El primer paso de toda dieta, como ya he dicho, es la mentalización. Todo empieza con la decisión de perder peso, y luego sigue la razón por la que queremos hacerlo. ¿Queremos perderlo por razones estéticas, de salud o por ambas? La obesidad no hace falta que os diga la cantidad de enfermedades cardiovasculares y motoras que trae. No conoceréis a ningún obeso que llegada cierta edad no tenga problemas de rodilla o tobillos, o por lo menos que no tenga hipertensión. ¿Queréis llegar a eso?

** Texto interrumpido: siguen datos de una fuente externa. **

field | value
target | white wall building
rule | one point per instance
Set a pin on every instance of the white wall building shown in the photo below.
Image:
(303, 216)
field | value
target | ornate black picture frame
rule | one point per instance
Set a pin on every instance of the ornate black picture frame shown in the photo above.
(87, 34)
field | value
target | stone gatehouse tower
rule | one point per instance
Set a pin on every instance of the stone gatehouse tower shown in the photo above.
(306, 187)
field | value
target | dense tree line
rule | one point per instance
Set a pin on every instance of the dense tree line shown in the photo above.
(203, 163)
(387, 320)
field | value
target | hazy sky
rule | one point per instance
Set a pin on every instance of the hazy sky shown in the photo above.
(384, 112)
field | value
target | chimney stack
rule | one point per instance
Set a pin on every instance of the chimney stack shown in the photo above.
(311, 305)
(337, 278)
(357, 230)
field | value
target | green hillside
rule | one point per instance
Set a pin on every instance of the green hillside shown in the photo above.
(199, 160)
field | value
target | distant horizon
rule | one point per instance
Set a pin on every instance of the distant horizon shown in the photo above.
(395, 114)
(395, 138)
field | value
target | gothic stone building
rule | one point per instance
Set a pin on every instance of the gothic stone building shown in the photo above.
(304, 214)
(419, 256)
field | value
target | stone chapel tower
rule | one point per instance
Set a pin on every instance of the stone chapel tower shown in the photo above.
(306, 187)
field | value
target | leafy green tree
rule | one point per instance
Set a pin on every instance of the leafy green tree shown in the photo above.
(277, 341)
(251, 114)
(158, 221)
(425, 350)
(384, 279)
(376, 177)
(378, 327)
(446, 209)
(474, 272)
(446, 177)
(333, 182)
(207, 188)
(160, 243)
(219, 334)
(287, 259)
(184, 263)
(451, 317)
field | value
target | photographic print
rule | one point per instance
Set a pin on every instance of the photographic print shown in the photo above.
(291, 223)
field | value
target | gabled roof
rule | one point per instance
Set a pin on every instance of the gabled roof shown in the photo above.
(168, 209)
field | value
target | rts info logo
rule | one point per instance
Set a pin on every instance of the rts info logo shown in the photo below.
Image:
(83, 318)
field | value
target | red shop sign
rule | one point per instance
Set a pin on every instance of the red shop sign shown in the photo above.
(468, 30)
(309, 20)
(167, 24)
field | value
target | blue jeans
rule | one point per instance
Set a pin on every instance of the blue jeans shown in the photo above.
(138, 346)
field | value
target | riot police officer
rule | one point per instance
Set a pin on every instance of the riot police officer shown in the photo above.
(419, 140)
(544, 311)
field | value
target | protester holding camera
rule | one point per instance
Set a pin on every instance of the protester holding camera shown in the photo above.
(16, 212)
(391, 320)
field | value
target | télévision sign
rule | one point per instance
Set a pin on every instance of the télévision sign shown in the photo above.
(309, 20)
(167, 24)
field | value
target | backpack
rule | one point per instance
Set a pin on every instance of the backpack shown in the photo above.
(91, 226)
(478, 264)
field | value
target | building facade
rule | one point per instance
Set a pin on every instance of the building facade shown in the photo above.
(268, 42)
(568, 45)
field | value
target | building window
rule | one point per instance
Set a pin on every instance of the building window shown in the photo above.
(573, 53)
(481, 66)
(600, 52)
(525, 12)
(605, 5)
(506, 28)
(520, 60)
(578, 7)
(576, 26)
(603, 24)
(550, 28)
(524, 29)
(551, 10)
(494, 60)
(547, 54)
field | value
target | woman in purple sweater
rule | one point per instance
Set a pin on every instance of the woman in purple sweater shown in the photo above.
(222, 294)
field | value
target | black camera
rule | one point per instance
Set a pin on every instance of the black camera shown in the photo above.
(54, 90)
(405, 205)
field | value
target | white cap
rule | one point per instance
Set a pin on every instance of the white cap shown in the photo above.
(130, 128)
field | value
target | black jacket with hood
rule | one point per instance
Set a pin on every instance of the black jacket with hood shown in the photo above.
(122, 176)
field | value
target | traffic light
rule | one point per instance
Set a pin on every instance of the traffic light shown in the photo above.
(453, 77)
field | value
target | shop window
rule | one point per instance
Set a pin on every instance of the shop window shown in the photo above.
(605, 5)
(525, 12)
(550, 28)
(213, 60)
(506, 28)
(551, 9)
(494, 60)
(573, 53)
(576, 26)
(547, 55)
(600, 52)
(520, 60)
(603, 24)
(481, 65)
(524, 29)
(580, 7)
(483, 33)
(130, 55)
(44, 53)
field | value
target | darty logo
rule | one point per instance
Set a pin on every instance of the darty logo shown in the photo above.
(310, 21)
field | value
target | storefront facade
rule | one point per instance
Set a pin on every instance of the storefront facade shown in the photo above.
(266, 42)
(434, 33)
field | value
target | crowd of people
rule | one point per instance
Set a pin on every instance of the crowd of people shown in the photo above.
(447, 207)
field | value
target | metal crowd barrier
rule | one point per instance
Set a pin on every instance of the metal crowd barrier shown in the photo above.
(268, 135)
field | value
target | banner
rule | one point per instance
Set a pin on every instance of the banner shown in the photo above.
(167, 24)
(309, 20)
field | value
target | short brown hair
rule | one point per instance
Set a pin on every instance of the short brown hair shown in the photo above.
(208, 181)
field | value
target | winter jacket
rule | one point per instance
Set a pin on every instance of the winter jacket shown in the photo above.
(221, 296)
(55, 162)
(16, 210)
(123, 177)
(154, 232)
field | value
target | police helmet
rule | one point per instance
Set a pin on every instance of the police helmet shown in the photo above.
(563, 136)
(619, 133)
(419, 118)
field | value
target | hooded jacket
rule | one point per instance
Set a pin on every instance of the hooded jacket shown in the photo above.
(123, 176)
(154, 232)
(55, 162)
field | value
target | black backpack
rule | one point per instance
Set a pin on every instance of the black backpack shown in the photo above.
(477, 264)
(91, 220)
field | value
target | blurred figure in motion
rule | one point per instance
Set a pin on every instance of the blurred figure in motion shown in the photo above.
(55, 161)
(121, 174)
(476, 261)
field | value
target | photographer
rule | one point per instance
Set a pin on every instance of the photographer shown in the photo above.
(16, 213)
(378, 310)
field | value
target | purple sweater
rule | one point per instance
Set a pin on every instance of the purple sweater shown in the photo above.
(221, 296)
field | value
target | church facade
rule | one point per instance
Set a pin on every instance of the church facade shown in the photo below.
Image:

Es por ello que el segundo paso a la hora de hacer dieta es hacerse a la idea de que no vamos a adelgazar poniéndonos a dieta y luego olvidarnos, porque así sólo conseguiréis acabar recuperando el peso perdido y no necesariamente debido al temido efecto rebote (creedme, porque a mí me pasó). 

En resumen, para afrontar el hecho de que nos sobra grasa en el cuerpo, tenemos que empezar dándonos cuenta de que no va a bastar una dieta, sino un verdadero cambio de estilo de vida, porque, creedme también aquí, no es suficiente siempre con comer menos.